I can't remember the last time that a film's sheer weirdness has enticed me so much. Without giving away an ounce of concrete plot, the images and trailers for Almodovar's latest have me hooked, and I'm thrilled that the film will be hitting American screens this early. Starring Antonio Banderas, all I've learned (or cared to learn) about Skin is that it's a plastic surgery revenge thriller. That description could easily be a schlock torture porn film from the director of SAW, but this is Almodovar, one of our best living directors. The material itself may be darker than his past few films (although he's always included dark story elements), but the footage is classic Almodovar, with touches of noir, melodrama, camp, and vibrant colors (the man sure knows how to use red). Consider me sold.

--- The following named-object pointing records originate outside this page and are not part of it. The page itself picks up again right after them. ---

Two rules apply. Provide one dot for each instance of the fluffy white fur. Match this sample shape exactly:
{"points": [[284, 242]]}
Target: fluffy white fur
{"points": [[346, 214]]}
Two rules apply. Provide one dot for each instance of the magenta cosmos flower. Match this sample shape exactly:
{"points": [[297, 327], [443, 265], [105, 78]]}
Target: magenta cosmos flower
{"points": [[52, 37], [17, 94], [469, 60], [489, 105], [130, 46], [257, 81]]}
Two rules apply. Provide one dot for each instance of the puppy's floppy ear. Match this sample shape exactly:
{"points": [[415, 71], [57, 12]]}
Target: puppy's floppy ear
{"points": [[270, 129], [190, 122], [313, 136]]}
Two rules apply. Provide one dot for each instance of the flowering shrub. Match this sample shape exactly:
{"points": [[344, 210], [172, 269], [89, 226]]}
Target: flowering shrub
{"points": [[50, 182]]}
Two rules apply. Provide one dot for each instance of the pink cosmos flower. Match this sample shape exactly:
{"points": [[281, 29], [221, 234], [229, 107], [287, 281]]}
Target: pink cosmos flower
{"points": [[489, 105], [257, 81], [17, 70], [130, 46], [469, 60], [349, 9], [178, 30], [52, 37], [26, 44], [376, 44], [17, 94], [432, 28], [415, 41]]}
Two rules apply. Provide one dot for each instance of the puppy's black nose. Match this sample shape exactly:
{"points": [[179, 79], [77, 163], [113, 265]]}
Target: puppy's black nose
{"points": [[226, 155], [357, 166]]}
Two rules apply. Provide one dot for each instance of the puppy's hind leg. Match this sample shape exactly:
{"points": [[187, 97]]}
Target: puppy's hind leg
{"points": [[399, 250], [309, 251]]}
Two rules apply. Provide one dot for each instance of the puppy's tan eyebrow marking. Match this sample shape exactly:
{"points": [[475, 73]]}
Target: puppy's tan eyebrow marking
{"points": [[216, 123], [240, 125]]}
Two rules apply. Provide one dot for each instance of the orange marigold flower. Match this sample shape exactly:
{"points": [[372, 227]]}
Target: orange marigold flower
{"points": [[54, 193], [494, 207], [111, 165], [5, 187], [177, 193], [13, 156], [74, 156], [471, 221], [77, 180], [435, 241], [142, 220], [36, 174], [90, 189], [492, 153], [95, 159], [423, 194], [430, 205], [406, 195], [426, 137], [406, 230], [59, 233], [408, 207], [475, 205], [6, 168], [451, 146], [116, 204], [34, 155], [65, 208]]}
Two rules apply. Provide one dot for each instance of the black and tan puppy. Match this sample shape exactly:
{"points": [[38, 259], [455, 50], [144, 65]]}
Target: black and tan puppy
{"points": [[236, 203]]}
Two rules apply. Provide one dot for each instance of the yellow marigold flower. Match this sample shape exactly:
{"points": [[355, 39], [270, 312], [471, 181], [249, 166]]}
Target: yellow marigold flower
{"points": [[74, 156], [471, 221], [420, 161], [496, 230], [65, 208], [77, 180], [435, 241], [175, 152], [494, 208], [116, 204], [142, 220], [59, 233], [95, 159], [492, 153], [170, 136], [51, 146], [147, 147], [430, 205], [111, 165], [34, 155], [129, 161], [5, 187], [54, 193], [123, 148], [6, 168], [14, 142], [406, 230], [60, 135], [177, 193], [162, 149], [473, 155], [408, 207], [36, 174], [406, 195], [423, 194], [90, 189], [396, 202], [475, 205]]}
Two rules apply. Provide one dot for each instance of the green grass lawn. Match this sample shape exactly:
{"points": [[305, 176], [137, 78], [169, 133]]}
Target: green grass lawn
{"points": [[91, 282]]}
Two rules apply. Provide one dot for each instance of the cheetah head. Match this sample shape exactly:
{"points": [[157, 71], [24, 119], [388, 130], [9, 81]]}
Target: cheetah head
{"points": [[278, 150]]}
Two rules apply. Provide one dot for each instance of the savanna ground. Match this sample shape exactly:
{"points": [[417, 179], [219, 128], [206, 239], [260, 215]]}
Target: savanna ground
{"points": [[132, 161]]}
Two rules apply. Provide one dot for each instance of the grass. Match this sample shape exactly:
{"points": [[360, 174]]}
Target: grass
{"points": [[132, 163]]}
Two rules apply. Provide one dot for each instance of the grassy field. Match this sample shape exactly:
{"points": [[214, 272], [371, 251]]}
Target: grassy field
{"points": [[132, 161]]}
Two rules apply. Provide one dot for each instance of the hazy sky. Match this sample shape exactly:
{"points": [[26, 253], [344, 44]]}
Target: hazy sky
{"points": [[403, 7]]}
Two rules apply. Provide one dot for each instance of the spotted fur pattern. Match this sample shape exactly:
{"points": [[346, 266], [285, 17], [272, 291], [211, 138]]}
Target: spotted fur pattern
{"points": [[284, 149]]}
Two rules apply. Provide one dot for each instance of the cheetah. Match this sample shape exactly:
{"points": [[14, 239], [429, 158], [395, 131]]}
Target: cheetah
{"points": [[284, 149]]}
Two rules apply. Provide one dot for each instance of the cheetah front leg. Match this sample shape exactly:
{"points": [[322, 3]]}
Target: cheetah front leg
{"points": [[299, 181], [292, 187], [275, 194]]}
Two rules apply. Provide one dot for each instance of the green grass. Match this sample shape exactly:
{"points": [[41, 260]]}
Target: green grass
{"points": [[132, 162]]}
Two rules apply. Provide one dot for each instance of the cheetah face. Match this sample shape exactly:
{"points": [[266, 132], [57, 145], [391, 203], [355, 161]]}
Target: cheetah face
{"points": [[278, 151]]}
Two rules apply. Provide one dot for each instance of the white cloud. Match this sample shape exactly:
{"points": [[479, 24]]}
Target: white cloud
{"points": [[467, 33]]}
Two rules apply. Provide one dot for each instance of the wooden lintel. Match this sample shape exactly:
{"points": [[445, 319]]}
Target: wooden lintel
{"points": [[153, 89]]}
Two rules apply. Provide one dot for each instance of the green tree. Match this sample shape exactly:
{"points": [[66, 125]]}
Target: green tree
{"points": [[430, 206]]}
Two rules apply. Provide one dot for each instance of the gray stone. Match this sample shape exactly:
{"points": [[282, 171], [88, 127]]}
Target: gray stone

This second feature from Jeff Nichols (Shotgun Stories), has been earning strong reviews, and after re-visiting the trailer, it's easy to see why. The film follows Curtis (Michael Shannon) as he tries to figure out if his dreams about cataclysmic storms are visions, or the onset of schizophrenia. The majority of the trailer has an eerie calm to it, before teasing us with quick glimpses of craziness at the end. All of it, however, is compelling, whether it's as a character study, a pyschological drama, or a thriller. Throw in Shea Whigham (Boardwalk Empire), Jessica Chastain, and Kathy Baker, and you have what very well could be the definitive indie break out film of the year, which is saying a lot.